Holland Park interviewed Freddie Gray, Deputy Editor of The Spectator, to find out how his education has influenced his career choice and success.
Job title and company: Deputy Editor, The Spectator
Education: The Hall, Bradfield College, St. Andrews University
How did your education inform your choice of career?
I think it gave me the confidence to take risks, and challenge ideas, including my own. Studying History at a young age meant I thought early on about how each retelling of each story is informed by countless biases and different perspectives – so really you should never believe anything you’re told, or even what you’re saying.
Do you think you’d be doing what you are now if you’d been to a different school?
The advantage of Bradfield is that it wasn’t a branding experience. None of my peers felt that, because they were a certain type of public school boy, they had to do a certain type of job. I think that might have been different at another private school.
Did you find a particular teacher or person at your school or university especially inspirational?
My History teacher, George Chamier, was always provocative and unbossy, without trying to be cool.

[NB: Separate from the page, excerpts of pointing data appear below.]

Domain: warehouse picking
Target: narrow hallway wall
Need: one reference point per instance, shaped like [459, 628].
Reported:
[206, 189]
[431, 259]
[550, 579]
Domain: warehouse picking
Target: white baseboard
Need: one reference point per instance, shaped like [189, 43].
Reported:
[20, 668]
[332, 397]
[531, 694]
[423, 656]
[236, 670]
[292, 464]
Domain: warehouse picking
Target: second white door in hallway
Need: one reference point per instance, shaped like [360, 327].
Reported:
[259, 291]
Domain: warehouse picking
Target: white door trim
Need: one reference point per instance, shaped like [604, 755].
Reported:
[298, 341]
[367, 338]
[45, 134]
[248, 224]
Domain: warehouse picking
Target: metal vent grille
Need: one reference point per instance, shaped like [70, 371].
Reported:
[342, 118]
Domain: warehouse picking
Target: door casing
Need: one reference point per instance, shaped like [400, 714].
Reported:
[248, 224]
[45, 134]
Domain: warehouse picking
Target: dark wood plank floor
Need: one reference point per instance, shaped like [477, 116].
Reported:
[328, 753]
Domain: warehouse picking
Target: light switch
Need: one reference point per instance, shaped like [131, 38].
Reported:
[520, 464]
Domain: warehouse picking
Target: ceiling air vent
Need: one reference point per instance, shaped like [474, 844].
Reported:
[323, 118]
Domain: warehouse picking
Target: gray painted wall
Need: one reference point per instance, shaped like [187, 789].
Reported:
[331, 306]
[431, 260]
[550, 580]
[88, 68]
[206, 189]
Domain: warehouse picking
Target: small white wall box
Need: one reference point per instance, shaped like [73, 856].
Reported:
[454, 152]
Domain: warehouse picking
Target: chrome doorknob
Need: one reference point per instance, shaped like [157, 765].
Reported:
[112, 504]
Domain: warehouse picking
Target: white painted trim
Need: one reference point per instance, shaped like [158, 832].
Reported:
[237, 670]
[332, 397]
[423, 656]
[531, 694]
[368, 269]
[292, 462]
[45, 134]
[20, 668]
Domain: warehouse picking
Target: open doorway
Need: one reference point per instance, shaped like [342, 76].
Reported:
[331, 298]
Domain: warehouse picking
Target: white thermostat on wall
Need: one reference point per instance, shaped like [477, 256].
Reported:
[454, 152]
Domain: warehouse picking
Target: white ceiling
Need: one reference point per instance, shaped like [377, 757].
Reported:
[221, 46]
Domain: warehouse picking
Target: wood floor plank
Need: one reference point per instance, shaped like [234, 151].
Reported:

He always said fascinating things such as: “Sex in the Victorian age was what death is to us today” (or words to that effect), which stuck with me.
What did your education give you that you are most grateful for?
Friends and happiness at the time.
Freddy is the Deputy Editor at The Spectator. He was formerly the literary editor of the American Conservative, and deputy editor of the Catholic Herald. He writes primarily about US politics and religion.